Adrian Hallmark, dyrektor generalny Bentleya, w ostatnio udzielonym wywiadzie, zdradził kilka szczegółów na temat przyszłego elektryka. Dowiedzieliśmy się, że na pokładzie znajdą się silniki elektryczne, które wygenerują łączną moc sięgającą nawet 1400 KM. Jak łatwo się domyślić, tak ogromna moc przełoży się również na imponujące osiągi.

koncepcyjny Bentley
(fot. Bentley)

Według Hallmarka, przyspieszenie od 0 do 60 mil na godzinę ma wynosić zaledwie 1,5 sekundy. Trzeba przyznać, że brzmi to wręcz niewiarygodnie, ponieważ firma będzie musiała poradzić sobie z ogromnymi przeciążeniami, wpływającymi na cały samochód i jego poszczególne elementy. Ponadto dużym wyzwaniem będzie zapewnienie odpowiedniej wytrzymałości oponom i samo przeniesienie tak dużej mocy na asfalt.

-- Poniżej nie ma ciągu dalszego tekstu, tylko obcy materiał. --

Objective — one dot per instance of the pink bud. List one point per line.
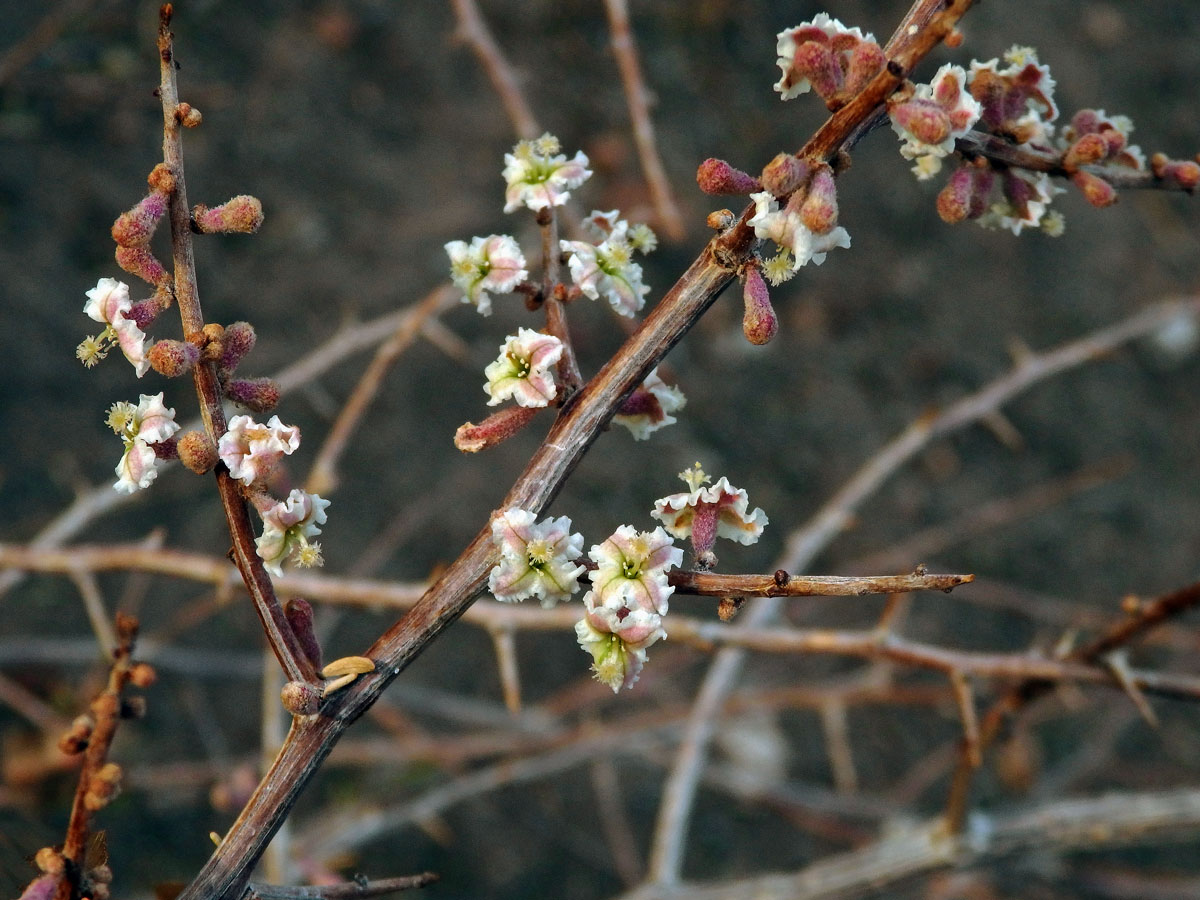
(785, 174)
(261, 395)
(141, 262)
(241, 215)
(173, 358)
(137, 226)
(717, 177)
(759, 323)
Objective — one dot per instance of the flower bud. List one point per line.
(785, 174)
(717, 177)
(161, 179)
(1096, 190)
(300, 697)
(259, 395)
(136, 227)
(299, 613)
(759, 323)
(237, 341)
(240, 215)
(173, 358)
(197, 453)
(819, 213)
(141, 262)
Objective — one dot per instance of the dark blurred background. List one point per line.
(372, 138)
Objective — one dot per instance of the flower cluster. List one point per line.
(606, 269)
(108, 304)
(142, 429)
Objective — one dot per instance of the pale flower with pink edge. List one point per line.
(493, 263)
(786, 228)
(631, 568)
(251, 450)
(525, 370)
(649, 407)
(139, 427)
(537, 558)
(287, 527)
(679, 511)
(539, 177)
(107, 304)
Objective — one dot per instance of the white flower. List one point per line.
(251, 450)
(141, 426)
(107, 304)
(493, 263)
(537, 558)
(787, 231)
(649, 407)
(287, 527)
(523, 370)
(539, 177)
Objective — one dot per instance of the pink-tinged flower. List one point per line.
(787, 229)
(108, 304)
(826, 55)
(251, 450)
(287, 527)
(706, 514)
(934, 118)
(539, 177)
(617, 641)
(493, 263)
(649, 407)
(631, 569)
(607, 269)
(525, 370)
(537, 558)
(139, 427)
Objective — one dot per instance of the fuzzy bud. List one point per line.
(496, 429)
(820, 208)
(759, 323)
(300, 697)
(239, 215)
(299, 613)
(197, 453)
(173, 358)
(187, 115)
(237, 341)
(785, 174)
(103, 786)
(142, 675)
(1096, 190)
(141, 262)
(136, 227)
(717, 177)
(161, 179)
(1089, 149)
(259, 395)
(75, 739)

Co ciekawe, Bentley twierdzi, że to nie osiągi w zakresie 0-60 mil na godzinę będą podstawowym punktem sprzedaży. Główną zaletą nowego elektryka ma być możliwość szybkiego wyprzedzania, a więc przyspieszenie w zakresie około 30-70 (ok. 48-112 km/h) i 30-150 mil (ok. 48-241 km/h) na godzinę – drugi scenariusz dotyczy jazdy w Niemczech.

Samochód ma zostać oparty na elektrycznej platformie PPE, która została zaprojektowana przez Audi i znajdzie się również w modelu Audi A6 e-tron, a także w nowym, w pełni elektrycznym Porsche Macan.

Nie wszyscy wytrzymają osiągi elektrycznego Bentleya

Jeśli faktycznie otrzymamy przyspieszenie na poziomie 1,5 sekundy, to dużym przeciążeniom będzie poddawany nie tylko samochód, ale również kierowca i pasażerowie. Dla części osób takie osiągi mogą okazać się niekomfortowe i nawet doprowadzić do złego samopoczucia.

Brytyjsko-niemiecki producent najwidoczniej zdaje sobie z tego sprawę. Adrian Hallmark zapowiedział, że elektryczny Bentley otrzyma dodatkowy tryb, który zmniejszy dostępną moc, co przełoży się na przyspieszenie w czasie 2,7 sekundy. Wciąż sporo, ale różnica może okazać się znacząca dla bardziej wrażliwych osób.